A new muliticenter study which included researchers from the Mayo Clinic and St. Louis University looked at the very interesting question of whether Parkinson’s patients experienced better (or worse) outcomes depending on the length of their spine implant contruct.
The research term compared Parkinson’s patients who’d received short (1-3 level) constructs to long (>3 levels) constructs for thoracolumbar fusions. Their work is pending publication.
“A combination of two factors led to this work,” co-author Matthew Lindsey, M.D., told OTW. “First, there is a small amount of literature on patients with Parkinson’s who have spinal fusion, and most of it involves small case series. As a result the data is mixed about how best to treat them.”
“Second, we found that the database at the Mayo Clinic had enough patients that we could shed some light on the subject. We went in without preconceived notions, and it was enlightening.”
As for why there hasn’t been much work on the best way to treat these patients, Dr. Lindsey, an orthopedic surgeon at St. Louis University and in the U.S. Air Force, said to OTW, “It is a smaller, complex patient population who have a disease that is rare. All of this makes it so that substantive amounts of patients at one location are harder to come by.”
The researchers looked at all adult Parkinson’s patients who had posterior thoracolumbar fusion for deformity, degenerative, and traumatic indications at Mayo Clinic between 2017-2022 (n=92). Of these, 63 (68%) underwent short fusion and 29 (32%) had long fusion constructs.
The team found that short fusion constructs were more strongly associated with radiculopathy (51% vs 21%) while extended fusions had a higher indication of spinal deformity (41% vs 10%) or fracture (34% vs 8%) and were more likely to have decreased mobility prior to surgery (79.7% vs 53.9%).
Short constructs had a higher rate of listhesis (20% vs 0%) or stenosis (34.5% vs 4%) at the upper instrumented vertebra (UIV) or UIV +1, proximal screw loosening (13% vs 0%), proximal junctional complications (53% vs 12%) and proximal junctional failures (37% vs 8%). In-hospital complications, 90-day and 1-year mortality, reoperation rate, infection rate, progressive neurologic decline, and fusion rates were statistically similar between the two groups.
Regarding clinical outcomes, the team determined that the overall mortality rate was 2.2% at 90 days and 6.5% at 1 year. The rate of fusion among all cases was 72.9% at one year; major complications occurred in 20.6% of all cases.
Turning to radiographic outcomes, overall screw failure or loosening occurred in 19.1% of all cases [this occurred at a higher percentage in the lower instrumented levels than the upper instrumented levels (15% of cases vs 8.9% of cases)]. Overall reoperations occurred in 15 of the 92 patients (16.3%).

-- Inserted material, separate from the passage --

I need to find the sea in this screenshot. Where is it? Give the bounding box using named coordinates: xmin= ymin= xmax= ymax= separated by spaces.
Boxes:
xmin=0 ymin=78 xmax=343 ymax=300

Dr. Lindsey, noting that their study appears to be the largest cohort study to date evaluating outcomes following thoracolumbar spinal fusion in Parkinson’s patients, told OTW, “What was not surprising was that we confirmed that this is a patient population with high risks of complications and morbidity.

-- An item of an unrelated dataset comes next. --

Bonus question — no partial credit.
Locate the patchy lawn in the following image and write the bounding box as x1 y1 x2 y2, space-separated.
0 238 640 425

“What was unusual was that paradoxically, patients with larger surgeries fared better in the long run while not having a higher rate of complications. By fared better, I mean that they had less rate of hardware failure, proximal and distal junctional failure, and peri implant stenosis.”

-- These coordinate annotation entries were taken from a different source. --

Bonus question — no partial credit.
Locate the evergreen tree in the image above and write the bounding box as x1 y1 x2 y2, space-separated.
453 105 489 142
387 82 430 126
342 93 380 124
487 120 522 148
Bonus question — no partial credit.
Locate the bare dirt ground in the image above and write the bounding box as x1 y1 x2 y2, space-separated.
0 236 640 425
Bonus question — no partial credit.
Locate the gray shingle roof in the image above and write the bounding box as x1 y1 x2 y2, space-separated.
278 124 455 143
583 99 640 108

“This work sheds further light on how we should approach patients who need arthrodesis and also have Parkinson’s disease. It can help guide providers to choose levels with the long term outcomes and need for future surgeries in mind.”
“As with any retrospective work, a prospective work would allow for a more causative relationship. However, we hope to be able to compare cervical cases and identify Parkinson’s-specific metrics that might be predictive of fusion failure or success. Furthermore, a comparison of fusion vs decompression only would be another line of questioning that could be fruitful.”